I’m not high.
Now I know that a lot of my “fans” think that I eat crack for breakfast every day, or least those days that I sit in front a keyboard for this regular missive. But my usual drug is espresso and Cuban bachata. No, that’s not a powder. It’s music. Sorta.
But because I have Colorado tags on my car, I am guilty by association with a state that is now famous for what most of us don’t actually get time to enjoy very much: wacky weed.
In a chairlift at Loveland Basin last weekend, a place where mostly obsessed skiers and families hide from corporate ski-mania, I was asked three times if I either was high, got high or had any on me as soon as my chair-mates discovered I was the rare and current Colorado native.
One couple I shared the chair with were Chinese, visiting Loveland from their jobs in Dallas.
“Hell, yeah I’m high.

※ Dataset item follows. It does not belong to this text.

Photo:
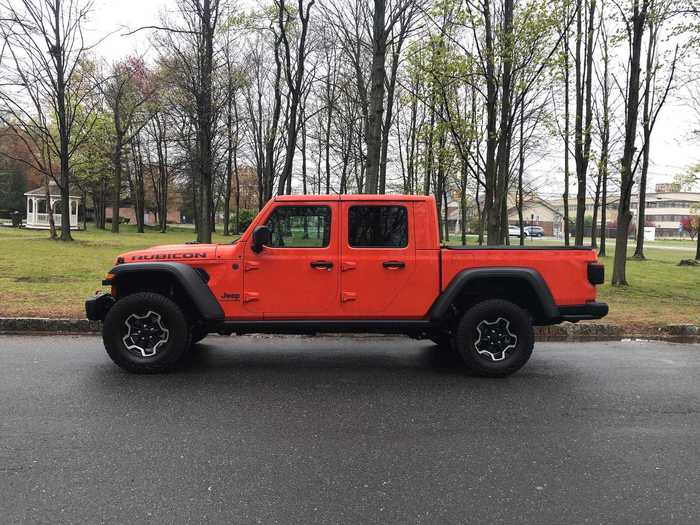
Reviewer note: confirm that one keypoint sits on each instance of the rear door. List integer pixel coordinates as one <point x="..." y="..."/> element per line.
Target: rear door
<point x="297" y="274"/>
<point x="378" y="258"/>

This is Loveland. We’re at 11,000 feet right now.”
Elevation/marijuana jokes must be sort of idiomatic to the Chinese, because I got no laughs. Instead, I got questioned about where to get it, how much it costs and what it feels like to smoke dope.
Welcome to Colorado.
Another guy told me he was from Utah and figured that since I was a skier and since I didn’t wear a helmet and I was smiling and was from Denver, it didn’t hurt to ask. “I hope I didn’t offend you,” he said talking faster than I thought people from Utah even could. They’re so polite when they’re looking to be scofflaws. He was really disappointed when I told him he had to wait until Jan. 1 to legally score kush, and, no, I just smile like this all the time when I ski. It’s congenital. Sorry. But if you stand still in those trees over there for any time at all, you’ll draw a crowd. Got a lighter?
A third guy from Kansas I rode up with wasted no time. “You from here? Can you get me high?” I offered an uplifting story about the likelihood of a long winter, but he wasn’t impressed. I pointed him to the spot in the trees.

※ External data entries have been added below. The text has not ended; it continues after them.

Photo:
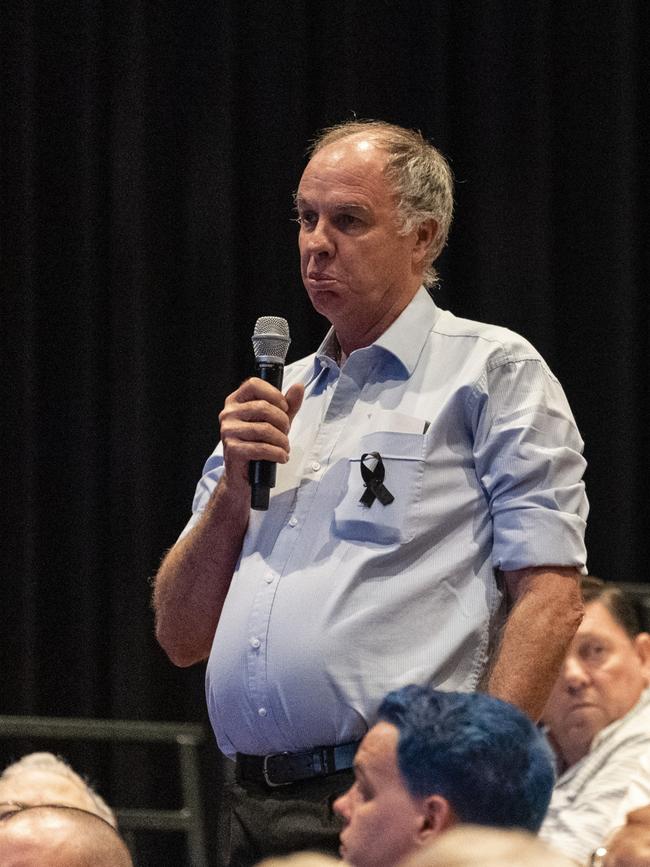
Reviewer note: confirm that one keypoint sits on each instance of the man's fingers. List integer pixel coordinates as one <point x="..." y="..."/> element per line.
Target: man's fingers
<point x="294" y="396"/>
<point x="254" y="389"/>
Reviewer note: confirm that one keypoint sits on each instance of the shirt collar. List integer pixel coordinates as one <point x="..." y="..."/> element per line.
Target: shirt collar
<point x="404" y="339"/>
<point x="603" y="734"/>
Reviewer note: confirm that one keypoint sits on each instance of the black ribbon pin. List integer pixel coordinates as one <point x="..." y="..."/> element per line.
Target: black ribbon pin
<point x="374" y="481"/>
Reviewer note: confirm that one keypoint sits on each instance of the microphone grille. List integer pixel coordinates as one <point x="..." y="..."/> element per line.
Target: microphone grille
<point x="271" y="338"/>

It’s not just the slopes where folks are driven to pop the question. My pals across the country, through all the usual digital devices, somehow seem to be interested in my sinsemilla humor.

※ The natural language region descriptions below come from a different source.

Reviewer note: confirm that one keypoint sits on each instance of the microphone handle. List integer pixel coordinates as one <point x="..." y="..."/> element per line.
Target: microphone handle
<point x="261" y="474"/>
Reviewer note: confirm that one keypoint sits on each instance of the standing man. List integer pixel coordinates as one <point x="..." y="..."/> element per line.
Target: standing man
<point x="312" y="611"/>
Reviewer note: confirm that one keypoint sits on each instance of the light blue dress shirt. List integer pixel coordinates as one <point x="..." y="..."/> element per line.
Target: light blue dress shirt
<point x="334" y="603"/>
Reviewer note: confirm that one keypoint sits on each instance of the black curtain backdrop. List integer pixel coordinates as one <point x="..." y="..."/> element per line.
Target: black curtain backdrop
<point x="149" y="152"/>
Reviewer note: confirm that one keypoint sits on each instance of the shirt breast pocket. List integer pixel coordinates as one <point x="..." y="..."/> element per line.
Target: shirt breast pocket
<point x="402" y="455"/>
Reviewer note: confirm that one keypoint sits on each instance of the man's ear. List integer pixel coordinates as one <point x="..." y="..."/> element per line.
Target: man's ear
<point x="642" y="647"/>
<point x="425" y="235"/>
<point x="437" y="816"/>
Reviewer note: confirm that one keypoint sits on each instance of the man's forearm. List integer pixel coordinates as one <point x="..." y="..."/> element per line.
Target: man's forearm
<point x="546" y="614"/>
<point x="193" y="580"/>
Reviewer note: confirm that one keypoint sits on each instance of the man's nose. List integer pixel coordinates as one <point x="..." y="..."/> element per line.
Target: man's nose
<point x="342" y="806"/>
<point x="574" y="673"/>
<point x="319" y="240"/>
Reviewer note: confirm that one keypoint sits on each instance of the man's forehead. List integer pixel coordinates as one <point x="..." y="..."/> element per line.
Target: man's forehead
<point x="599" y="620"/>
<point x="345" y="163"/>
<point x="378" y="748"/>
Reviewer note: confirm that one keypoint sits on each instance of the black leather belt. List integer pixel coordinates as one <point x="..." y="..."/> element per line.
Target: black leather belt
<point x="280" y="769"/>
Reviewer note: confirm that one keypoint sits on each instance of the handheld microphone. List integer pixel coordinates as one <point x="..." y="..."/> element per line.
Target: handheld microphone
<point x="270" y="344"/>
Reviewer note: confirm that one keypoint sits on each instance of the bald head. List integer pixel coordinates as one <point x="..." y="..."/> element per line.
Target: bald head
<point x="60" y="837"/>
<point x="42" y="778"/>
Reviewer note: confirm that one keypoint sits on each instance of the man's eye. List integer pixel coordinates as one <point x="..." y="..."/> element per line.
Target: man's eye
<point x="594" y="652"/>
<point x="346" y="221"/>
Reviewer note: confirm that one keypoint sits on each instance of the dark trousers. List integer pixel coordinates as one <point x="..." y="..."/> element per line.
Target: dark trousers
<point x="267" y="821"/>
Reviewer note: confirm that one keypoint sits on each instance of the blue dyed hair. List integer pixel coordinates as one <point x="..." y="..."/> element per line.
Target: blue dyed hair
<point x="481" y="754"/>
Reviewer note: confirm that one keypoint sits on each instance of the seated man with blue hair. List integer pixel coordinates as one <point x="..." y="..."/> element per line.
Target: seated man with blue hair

I don’t hide the fact that when I was younger, and sans child, I had a great time dabbling in drugs. I not only inhaled, I chopped, snorted, chewed and drank my way through the hellacious 70s and 80s. For a reason I really don’t understand, I lost interest in it all about the same time I had to get a real job and a car that started. Coincidentally, so did most of my friends.
I’m interested all over again now. Not that I’m just dying to return to the days of fashioning pot pipes out of potatoes and toilet paper rolls. But clearly, everybody, and I mean everybody, is keenly interested in what we’re about to do here in Colorado, and I want to cash in.
Now the easiest thing to do would be to just sell joints for like $20 each on the chairlift. Please don’t call. I know it’s illegal.
My plan is much more Machiavellian than that. There’s no doubt that Colorado is going to light up like a squirrel on a transformer come Jan. 1, when pot shops across the state open their doors to you and yours.
Me? I’m gonna be the guy with a backpack full of Taco Bell Burrito Supremes on Lift 8. Ten bucks, dude. Fifteen if you want extra sour cream. No? Not your thing? I got Reese’s Peanut Butter Cups, the minis. Five bucks each. How about some Little Debbies, pal? The tiny pecan pies? Ten clams each.
Same thing in my own neighborhood, where the mild middle class is just itching to fire up the ol’ Toker II after all these years.
Knock. Knock.
“Who’s there?”
Duhbessed Dude.
“Duhbessed Dude?”
Duhbessed bacon-fried-chicken-cream cheese pizza you ever ate in your entire life, dude, hot and waiting for you right here on your front porch. Only $75, and I take Visa. Open the door and your squinty red eyes, ‘cause I got original formula Coke for only $10 a can.
Fire ‘em up, Colorado. Unlike those who never partook or forgot what it’s like, I know there’s no worry about tokin’ and driving after New Years Day, because you won’t be leaving your house or even the chairlift. And if you’d like to sink your teeth into this slightly warmed extra-large Snickers Bar, text me. For $40, I’ll be right there.